Encores are hard, in sport, and in life.
How ever hard we try to manufacture happiness, seldom are two moments alike.
When you think of it, most of our lives are spent searching for perfect moments and then recreating them.
But what is an encore, really?
Is it repeating the same thing again?
The same shot, the same feeling, the same taste?
When the band walks away from the stage, you beg for an encore because no show is complete without an encore.
But can you repeat last quarter’s glory this year?
What about trying to recreate the feeling of a rookie who has nothing to lose, after climbing the corporate ladder has left you looking at a hollow version of yourself in the mirror?
Isn’t almost everything we do trying to recreate a happy memory?
We know this, but don’t want to believe it.
How do you do perform an encore in sport where no two days are alike?
An encore isn’t about consistency.
It’s about replicating a magical feeling to the t.
In the summer of 1998, Sachin Tendulkar played the near perfect encore.
He scored 143 to help India qualify for the final.
In the final, he scored 134. Even the scores were identical.

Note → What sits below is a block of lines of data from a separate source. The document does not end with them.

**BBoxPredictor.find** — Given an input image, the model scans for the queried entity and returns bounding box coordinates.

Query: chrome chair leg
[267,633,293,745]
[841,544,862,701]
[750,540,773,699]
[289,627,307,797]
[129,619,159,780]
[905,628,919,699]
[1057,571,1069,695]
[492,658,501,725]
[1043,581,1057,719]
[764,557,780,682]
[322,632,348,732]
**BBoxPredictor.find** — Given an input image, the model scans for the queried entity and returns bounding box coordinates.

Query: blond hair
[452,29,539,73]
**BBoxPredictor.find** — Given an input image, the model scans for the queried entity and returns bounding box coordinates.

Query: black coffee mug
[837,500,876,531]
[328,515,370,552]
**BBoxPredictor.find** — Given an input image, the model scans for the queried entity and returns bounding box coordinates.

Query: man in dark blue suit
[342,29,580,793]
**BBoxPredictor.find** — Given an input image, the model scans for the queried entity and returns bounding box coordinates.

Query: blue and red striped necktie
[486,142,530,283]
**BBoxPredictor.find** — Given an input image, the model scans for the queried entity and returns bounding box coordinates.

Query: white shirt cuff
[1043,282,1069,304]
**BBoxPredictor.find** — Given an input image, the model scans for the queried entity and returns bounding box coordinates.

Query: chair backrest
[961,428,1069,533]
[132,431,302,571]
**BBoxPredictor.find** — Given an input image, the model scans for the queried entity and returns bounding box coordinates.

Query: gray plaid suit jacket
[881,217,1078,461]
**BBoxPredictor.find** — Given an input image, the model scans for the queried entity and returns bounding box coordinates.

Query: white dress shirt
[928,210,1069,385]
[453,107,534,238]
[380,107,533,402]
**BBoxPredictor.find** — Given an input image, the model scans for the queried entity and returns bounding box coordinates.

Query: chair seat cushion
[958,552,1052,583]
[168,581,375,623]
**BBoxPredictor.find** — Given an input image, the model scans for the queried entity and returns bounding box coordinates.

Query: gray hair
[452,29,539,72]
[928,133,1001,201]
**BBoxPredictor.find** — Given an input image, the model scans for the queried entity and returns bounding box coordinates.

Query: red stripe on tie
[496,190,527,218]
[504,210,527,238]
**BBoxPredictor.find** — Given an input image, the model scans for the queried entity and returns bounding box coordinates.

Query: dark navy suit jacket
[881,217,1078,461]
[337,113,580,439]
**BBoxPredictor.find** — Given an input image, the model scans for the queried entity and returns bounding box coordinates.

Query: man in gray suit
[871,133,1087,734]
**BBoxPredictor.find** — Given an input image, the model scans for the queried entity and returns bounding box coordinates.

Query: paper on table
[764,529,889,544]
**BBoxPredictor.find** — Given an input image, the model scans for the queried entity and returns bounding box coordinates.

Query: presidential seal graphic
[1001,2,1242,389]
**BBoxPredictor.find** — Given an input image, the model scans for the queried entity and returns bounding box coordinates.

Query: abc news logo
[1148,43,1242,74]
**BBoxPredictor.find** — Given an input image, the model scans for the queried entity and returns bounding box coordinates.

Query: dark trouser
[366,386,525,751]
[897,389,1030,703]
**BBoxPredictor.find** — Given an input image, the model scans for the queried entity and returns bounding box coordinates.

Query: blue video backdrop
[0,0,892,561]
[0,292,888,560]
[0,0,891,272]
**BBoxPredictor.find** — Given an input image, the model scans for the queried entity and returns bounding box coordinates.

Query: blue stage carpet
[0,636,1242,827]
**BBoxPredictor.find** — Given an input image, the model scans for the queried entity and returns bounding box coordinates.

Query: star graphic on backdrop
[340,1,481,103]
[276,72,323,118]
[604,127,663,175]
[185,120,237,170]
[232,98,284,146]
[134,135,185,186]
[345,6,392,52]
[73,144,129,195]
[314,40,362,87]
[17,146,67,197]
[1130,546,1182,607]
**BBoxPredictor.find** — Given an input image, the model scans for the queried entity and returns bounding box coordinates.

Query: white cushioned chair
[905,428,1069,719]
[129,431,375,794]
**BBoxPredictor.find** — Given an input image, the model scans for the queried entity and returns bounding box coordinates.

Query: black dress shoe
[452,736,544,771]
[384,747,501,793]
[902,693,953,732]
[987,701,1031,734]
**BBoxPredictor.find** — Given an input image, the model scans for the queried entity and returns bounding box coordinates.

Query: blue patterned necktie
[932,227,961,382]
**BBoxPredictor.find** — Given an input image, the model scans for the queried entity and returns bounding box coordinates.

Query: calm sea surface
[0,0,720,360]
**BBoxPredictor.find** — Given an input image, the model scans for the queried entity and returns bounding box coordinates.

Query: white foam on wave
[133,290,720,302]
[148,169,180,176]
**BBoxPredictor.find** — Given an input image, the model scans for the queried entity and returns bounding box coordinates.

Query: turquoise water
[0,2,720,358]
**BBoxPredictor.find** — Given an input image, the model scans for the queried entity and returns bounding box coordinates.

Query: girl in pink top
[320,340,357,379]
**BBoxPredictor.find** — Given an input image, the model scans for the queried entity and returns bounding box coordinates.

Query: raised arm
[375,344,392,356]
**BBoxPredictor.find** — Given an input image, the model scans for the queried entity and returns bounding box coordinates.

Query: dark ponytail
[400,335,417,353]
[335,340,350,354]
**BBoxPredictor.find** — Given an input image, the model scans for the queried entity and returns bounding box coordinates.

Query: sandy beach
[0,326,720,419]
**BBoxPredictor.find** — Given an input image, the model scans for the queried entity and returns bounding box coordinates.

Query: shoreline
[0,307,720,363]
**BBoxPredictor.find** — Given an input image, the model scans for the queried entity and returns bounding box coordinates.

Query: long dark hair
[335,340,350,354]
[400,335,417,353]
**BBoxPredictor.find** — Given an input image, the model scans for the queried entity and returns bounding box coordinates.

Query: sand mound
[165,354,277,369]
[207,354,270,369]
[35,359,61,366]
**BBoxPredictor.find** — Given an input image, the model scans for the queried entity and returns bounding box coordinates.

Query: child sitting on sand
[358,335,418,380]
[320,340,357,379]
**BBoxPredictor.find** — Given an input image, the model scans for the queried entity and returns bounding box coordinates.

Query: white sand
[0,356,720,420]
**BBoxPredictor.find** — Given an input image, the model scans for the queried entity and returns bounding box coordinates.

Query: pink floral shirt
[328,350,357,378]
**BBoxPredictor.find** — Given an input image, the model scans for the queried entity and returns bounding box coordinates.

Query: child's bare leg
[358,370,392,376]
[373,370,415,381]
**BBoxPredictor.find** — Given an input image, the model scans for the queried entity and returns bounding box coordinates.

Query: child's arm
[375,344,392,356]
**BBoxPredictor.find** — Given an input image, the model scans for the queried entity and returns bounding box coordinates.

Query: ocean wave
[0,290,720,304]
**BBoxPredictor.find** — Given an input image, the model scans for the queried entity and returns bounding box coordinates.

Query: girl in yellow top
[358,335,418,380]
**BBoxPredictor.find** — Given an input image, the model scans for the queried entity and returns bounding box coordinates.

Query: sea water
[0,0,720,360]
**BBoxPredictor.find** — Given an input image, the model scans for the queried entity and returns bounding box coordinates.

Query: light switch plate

This was 1998. There was Sachin Tendulkar who walked on water, and the rest who struggled who struggled to find their feet.
In 1998, in another corner of the world, another God disguised as a basketball player led a team to a famous second three peat. Michael Jordan was the fulcrum around which the Chicago Bulls revolved. After that famous Bulls dynasty was eviscerated after the 1998 NBA finals, the Chicago Bulls haven’t won a single title. 6 titles in 8 years. 0 titles in 22.
Geniuses have too much of a burden to bear. They need to rise to their own unrelenting standards and carry their teams along with them. Many geniuses are mired in mediocrity, waging lonely battles that never end. Think Brian Lara and the West Indies.
But it’s tough, even for a genius, to do an encore on two different days.
Sachin Tendulkar coming down the pitch and hitting Shane Warne for six. Warne swatting off a fly and trying to come to his senses at the same time.
Everyone feels what Shane Warne is feeling – “did I just see that?”
You can’t see Tony Greig but you can imagine him standing up from his seat and trying to follow the ball. Did he fall off his seat like you?
“They’re dancing in aisles.”
Damn, we were all dancing in our living rooms.
Out of nowhere, an actual desert storm stopped play and India’s target was revised. But Tendulkar was going for the jugular. Seeking to merely qualify is for mere mortals.
In the first match of the Desert Storm limited series edition , a familiar tale played self out. Tendulkar perished and along with him, so did the chances of an improbable victory.
But there’s an encore. The finals against the same opposition.
April 24, 1998. Sachin Tendulkar turned 25 and he’s already a bonafide legend. And he’s about to play another innings that will forever define his career.
Australia set India a steep target of 273. Think of it in terms of money. If someone owned a house that was valued at 10 lakhs in 1998, how much will it be worth today? Now think of it in terms of runs. What is a score of 272 in 1998 worth today? 400?
At the start of the chase, Tendulkar almost played on. If that had happened, a lot of electricity would have been saved that night.
Michael Kasprowitz, Damien Fleming, Shane Warne, Steve Waugh, all deer in the headlights, being taken to the cleaners.
There was one part where the similarities ended. India won the final. Sachin took the team closer to victory, leaving the finishing to Ajay Jadeja and Hrishikesh Kanitkar.
If you look at those two knocks, so much is the same.
The raucous crowd.
The garrish yellow worn by Australia.
Tony Greig’s commentary that still rings in our ears after all these years.
In a Carnatic music concert, there is a part where only the percussionists play and take centre stage. It’s called TANI AVARTANAM. Tani loosely translates to rhythm and Avartanam means repetition. The kanjira, mridangam and ghatam, all come together in near perfect unison. Sadly, in many concerts, the audience get up when this begins. As the Tani Avartanam comes to a close, the main performer jumps back into the fray and the concert nears its end.
Over those two nights Sharjah, in Carnatic music terms, Sachin Tendulkar played his version of a Tani Avartanam.
Rhythm + repetition.
And unlike in a Carnatic Music concert, no one dared leave their seats.